The Indian rupee hit ‍a record low against the dollar on Thursday, pressured by dollar demand linked to the maturity ⁠of non-deliverable forward positions and corporate hedging, while the central bank likely intervened to hold it above the psychologically significant 92 level. The rupee ended the session at 91.9550 per ‌dollar, down 0.2% ‌from its previous close. Earlier in the session, it fell to 91.9850. Weakness in the currency also spilled ‌over to Indian government bonds, reinforcing a dilemma for the market wherein the Reserve Bank of India’s efforts to shore up banking system liquidity get blunted by its FX market interventions.

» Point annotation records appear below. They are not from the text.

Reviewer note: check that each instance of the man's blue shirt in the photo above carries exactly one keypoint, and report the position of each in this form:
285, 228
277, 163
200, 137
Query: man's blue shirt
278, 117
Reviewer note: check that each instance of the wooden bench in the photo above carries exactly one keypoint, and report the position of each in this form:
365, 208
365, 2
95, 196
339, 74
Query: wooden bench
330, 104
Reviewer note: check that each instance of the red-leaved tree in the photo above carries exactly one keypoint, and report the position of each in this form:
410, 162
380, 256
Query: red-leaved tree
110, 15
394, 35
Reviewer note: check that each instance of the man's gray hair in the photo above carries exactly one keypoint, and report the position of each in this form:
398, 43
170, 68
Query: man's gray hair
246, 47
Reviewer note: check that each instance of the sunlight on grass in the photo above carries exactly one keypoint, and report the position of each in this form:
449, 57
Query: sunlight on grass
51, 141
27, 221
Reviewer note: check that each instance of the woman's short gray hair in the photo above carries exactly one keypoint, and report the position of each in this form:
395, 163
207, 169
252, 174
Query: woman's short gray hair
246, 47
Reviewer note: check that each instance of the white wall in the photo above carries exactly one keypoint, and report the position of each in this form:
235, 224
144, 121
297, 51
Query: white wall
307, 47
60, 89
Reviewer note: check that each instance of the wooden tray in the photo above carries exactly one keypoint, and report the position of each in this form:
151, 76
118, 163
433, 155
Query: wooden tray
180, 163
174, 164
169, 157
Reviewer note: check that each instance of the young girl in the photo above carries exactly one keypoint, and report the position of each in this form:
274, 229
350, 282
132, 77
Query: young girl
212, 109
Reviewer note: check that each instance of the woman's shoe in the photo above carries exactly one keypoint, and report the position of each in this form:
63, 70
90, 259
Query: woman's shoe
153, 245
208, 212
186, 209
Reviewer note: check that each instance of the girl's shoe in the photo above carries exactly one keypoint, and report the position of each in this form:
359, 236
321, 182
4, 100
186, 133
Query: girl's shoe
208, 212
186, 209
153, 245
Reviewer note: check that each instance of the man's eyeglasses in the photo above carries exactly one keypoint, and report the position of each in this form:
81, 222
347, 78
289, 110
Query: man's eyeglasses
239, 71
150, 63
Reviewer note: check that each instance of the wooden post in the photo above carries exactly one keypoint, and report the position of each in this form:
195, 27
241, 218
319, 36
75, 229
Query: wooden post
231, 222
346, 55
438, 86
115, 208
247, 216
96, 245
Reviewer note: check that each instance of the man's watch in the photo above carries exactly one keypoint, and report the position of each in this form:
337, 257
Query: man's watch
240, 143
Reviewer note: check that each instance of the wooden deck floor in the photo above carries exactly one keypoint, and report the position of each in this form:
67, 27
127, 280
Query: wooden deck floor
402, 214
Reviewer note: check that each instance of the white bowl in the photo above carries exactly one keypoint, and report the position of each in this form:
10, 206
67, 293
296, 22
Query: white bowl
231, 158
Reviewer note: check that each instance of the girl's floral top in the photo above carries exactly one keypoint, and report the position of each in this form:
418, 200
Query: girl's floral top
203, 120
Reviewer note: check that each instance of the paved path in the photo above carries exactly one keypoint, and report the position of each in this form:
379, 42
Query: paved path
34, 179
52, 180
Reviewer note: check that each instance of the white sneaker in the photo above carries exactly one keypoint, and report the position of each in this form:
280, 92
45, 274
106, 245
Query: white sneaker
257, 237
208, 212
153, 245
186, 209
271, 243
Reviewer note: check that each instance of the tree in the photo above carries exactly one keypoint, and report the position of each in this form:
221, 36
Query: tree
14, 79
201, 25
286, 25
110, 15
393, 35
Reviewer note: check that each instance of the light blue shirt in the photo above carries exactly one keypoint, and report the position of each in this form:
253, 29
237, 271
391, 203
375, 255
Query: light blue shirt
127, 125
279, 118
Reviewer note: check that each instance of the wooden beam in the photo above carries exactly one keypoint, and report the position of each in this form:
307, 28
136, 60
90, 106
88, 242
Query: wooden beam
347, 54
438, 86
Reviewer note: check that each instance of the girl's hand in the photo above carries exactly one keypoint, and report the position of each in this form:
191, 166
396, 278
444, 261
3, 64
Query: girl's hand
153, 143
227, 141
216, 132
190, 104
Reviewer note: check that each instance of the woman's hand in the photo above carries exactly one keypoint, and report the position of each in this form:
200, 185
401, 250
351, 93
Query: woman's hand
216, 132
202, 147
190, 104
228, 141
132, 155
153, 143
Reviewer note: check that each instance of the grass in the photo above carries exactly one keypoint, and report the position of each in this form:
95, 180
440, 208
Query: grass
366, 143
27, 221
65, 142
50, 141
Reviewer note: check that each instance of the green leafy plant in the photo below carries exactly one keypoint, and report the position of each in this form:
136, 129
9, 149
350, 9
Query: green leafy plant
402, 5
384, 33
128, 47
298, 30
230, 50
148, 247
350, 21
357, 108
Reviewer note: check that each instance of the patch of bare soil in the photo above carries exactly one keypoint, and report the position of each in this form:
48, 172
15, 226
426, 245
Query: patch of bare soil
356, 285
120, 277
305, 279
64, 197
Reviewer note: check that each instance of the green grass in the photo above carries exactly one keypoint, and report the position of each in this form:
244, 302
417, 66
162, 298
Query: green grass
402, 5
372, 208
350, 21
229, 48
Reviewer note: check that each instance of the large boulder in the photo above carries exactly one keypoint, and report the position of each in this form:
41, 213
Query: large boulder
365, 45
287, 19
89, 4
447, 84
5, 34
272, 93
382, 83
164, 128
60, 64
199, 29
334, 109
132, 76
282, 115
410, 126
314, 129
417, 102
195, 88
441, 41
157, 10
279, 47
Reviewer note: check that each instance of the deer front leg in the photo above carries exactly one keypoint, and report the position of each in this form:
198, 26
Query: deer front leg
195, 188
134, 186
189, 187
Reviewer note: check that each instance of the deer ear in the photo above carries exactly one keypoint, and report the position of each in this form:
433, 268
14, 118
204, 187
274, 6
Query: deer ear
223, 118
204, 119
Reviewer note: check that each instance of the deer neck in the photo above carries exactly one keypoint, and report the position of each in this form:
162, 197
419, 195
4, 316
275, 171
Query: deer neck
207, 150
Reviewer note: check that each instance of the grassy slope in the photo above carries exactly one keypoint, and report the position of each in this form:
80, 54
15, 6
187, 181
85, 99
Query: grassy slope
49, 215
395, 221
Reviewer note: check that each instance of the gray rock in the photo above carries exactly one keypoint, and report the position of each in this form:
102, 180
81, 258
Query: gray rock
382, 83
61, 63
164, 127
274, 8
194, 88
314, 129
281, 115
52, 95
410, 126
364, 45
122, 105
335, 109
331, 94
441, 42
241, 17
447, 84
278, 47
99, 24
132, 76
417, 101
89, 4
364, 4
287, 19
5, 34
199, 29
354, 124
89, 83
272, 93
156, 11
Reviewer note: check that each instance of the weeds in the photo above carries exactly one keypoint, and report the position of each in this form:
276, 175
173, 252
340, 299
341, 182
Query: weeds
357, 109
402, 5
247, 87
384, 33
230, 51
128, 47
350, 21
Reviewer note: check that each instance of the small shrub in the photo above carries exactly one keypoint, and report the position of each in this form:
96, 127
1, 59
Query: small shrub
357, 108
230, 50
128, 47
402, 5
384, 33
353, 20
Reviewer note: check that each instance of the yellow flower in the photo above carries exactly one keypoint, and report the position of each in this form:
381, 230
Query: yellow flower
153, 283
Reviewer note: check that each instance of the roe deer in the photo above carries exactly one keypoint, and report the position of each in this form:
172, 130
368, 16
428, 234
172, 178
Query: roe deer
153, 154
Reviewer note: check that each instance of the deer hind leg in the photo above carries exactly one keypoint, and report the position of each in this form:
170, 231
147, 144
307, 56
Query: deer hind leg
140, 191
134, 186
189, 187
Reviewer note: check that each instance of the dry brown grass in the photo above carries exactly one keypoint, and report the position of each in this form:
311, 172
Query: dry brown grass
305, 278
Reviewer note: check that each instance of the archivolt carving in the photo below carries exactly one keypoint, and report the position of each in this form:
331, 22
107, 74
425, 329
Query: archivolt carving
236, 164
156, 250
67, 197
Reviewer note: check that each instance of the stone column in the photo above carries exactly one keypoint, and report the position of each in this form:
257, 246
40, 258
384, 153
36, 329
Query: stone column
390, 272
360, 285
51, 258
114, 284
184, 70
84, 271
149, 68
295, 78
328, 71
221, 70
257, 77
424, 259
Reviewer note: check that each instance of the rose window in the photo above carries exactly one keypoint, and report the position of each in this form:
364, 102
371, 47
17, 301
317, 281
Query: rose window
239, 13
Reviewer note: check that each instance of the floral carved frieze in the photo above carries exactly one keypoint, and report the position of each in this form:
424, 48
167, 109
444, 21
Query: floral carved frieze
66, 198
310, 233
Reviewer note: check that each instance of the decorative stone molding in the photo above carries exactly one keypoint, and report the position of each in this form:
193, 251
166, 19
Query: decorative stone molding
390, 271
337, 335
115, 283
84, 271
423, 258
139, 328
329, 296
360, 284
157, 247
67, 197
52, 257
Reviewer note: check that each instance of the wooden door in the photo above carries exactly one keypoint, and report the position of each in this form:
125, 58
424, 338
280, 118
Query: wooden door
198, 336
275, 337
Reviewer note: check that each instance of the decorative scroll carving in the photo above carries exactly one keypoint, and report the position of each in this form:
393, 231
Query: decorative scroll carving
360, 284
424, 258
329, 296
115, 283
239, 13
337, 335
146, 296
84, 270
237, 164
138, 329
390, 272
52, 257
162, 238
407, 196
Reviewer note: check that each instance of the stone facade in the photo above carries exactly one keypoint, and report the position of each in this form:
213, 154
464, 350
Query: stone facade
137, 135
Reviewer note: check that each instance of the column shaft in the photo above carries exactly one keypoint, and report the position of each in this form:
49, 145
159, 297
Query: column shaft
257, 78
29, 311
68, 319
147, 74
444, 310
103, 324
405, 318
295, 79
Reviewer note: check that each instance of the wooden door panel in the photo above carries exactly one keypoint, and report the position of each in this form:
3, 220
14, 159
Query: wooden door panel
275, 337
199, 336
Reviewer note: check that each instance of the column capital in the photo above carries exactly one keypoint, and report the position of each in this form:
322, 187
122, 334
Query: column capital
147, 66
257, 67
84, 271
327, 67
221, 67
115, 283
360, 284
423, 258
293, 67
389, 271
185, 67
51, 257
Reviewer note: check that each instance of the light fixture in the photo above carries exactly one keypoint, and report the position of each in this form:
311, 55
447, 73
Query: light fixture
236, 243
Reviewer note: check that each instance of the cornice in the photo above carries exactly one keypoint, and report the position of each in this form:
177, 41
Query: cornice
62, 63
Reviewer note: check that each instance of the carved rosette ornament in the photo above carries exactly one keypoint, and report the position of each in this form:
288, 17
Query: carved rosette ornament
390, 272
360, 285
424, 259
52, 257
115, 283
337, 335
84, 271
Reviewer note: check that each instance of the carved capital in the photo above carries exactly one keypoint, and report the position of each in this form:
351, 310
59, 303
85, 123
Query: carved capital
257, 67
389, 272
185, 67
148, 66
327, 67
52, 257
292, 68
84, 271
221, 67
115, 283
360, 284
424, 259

The central bank intervened on Thursday as well to cap the rupee’s fall, traders said. Expectations of the rupee depreciating further are also compounding the strain on India’s interest rate swaps market, which ‌has contributed ‍to pushing up overnight index swap rates to levels that ‍price in monetary tightening, even though macro-economic indicators signal no ‌need for it. The rupee’s weakness also stands in contrast with India’s strong economic growth numbers. The economy is expected to grow between 6.8%-7.2% in the fiscal year starting April, a modest slowdown from the 7.4% projection for the ongoing fiscal, the government’s annual economic survey said.

“The rupee’s valuation does not accurately reflect India’s stellar economic fundamentals,” it said, while also ‍noting that the currency’s fall helps offset some impact of the steep U.S. tariffs. A trade deal with the U.S. is key ‍to improving ⁠sentiment on Indian markets, a ⁠portfolio manager at a hedge fund said.

“It becomes complicated to project long-term growth for India when the country finds itself in a complicated geopolitical spot,” they added, referring to the reticence among foreign investors towards buying Indian assets. Foreign investors have net sold over $4 billion of local stocks in January so far, adding to the record $19 billion outflow in 2025. DBS Bank India expects the rupee to fall to 93-94 this year as capital inflows dwindle.